Aynı yaştayız sizinle, bir arkadaşım anlatsa ne söylerdim onu düşündüm ve öyle yazıyorum.
Karşınızdaki adamın karakterinden ve yaptıklarından bağımsız olarak hem anlattıklarınızdan hem de yorumlara verdiğiniz cevaplardan dolayı duruma bakış açınızın biraz çarpık olduğunu düşündüm. Görünen köyü görmemek için gözünüzü kapatıyorsunuz.
Size o bir şey yapmıyor, siz kendinize acı çektiriyorsunuz. Bunun nedeni üzerine kafa yorun çünkü bunu çözemezseniz yarın öbür gün bu kişiyi atlatıp başkasıyla olunca, bu sefer onu da takıntı haline getirirsiniz. Hepimizin duygusal açlıkları, boşlukları, yanlış düşünme ve davranış kalıpları var özellikle iliskiler konusunda. Ama çözmek de bizim elimizde, kimse anasının karnından harika bir duygusal olgunlukla doğmuyor.
O size ulaşıyorsa siz izin verdiğiniz için. Benim bana ulaşamasın diye telefonu numarası değiştirdiğim de oldu, tacizden dava açmakla ya da ailesine şikayet etmekle, arkadaşlarına rezil etmekle tehdit ettiğim de oldu. Tıpkı sizin gibi 19-20 yaşlarında çok aşık olduğumu düşündüğüm birine karşı yapmıştım hatta.

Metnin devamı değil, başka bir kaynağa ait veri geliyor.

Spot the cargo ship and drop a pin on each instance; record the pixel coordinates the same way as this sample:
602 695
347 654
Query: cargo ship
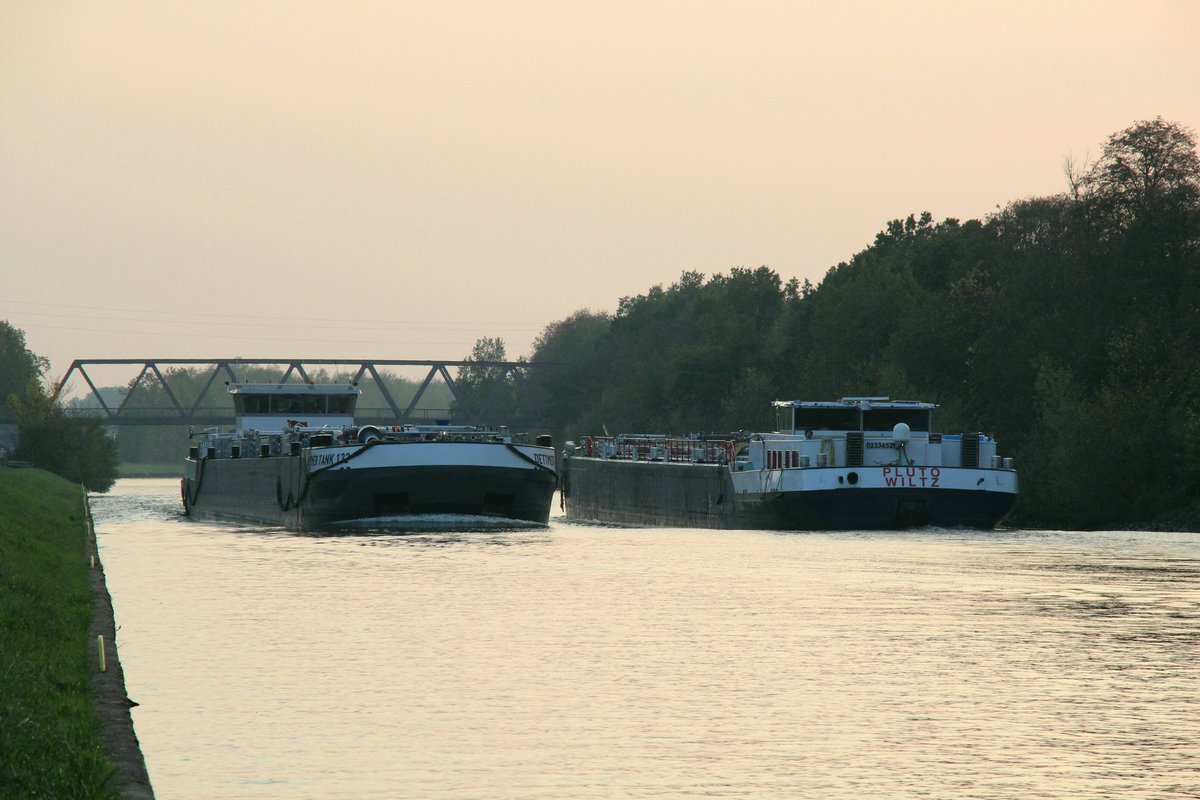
298 458
858 463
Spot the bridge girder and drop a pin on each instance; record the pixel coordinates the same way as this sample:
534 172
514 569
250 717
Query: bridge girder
124 414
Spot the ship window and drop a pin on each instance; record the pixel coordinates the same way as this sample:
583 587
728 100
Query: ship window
341 403
246 404
827 419
298 404
885 419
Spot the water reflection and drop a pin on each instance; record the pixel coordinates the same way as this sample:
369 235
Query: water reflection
577 661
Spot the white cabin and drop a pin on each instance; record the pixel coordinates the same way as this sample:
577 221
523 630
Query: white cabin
271 408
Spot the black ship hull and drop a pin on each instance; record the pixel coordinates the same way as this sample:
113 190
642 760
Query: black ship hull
279 491
705 495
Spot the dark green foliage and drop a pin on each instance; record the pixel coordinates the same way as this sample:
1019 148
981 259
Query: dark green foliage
1067 325
77 449
18 367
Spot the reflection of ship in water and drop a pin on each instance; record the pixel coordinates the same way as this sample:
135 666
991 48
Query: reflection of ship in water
298 458
855 463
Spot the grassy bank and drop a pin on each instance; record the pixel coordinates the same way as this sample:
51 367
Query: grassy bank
49 733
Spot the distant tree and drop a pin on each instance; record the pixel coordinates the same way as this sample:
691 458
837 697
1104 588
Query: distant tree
77 449
18 365
484 386
574 352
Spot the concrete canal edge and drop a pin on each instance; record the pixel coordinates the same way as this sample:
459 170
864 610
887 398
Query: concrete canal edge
120 743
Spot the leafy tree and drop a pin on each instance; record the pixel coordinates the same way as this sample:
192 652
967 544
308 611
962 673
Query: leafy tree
484 386
18 365
77 449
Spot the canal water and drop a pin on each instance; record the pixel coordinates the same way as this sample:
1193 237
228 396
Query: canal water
580 661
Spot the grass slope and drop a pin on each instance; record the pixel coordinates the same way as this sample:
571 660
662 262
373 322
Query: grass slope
49 733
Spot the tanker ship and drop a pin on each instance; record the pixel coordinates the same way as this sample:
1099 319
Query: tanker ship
297 458
859 463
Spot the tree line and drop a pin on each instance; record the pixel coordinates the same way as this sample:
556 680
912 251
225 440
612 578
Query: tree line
1067 325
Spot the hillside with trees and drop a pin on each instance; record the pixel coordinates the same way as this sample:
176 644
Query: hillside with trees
72 447
1067 325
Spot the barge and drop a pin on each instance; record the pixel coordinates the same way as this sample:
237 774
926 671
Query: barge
297 458
858 463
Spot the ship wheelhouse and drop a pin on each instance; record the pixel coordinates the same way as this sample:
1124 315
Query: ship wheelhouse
863 414
273 407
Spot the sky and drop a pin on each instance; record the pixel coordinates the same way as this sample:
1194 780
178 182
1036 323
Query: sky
395 180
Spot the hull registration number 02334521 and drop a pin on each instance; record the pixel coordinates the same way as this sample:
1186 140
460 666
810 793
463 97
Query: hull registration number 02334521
912 476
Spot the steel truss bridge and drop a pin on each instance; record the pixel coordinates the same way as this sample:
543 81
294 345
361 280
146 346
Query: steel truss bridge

Tamamen size ulaşacağı her yolu engelleyip, kapınıza gelirse de bağırıp çağırıp kovacaksınız. (Bana biri bunu yapsa bunu tacizden sayardım.) Uzun uzun duygusal açıklamalar yapmadan "Defol git" diyeceksiniz. Bu güçsüzlük değil, sınır çizmek. Asıl seneler sonra kapınıza elinde kahveyle gelen adamın teyze kızı dertlerini dinlemek güçsüzlük, eziklik olarak algılanır karşınızdaki tarafından. Emin olun yine yapacaktır çünkü neden yapmasın ki? Kuzu kuzu gidip derdini dinlemişsiniz. Siz kendi sınırınızı çizmez, değerinizi belirlemezseniz kimse maalesef saygı duymaz.
Terapi görmeniz lazım kesinlikle, bu yaşananlar normal değil. Bu kadar aşamama sebebiniz bu konuyu paylaşacak, size sacmalama diyip çekip çıkaracak arkadaş eksikliği bile olabilir diye düşündüm. İnsan baska fikirler duymayinca, kendiyle kalınca kalınca kendini de manipüle ediyor, düşünceler çarpıklaşıyor.
Umarım en kısa sürede atlatıp, daha mutlu olursunuz.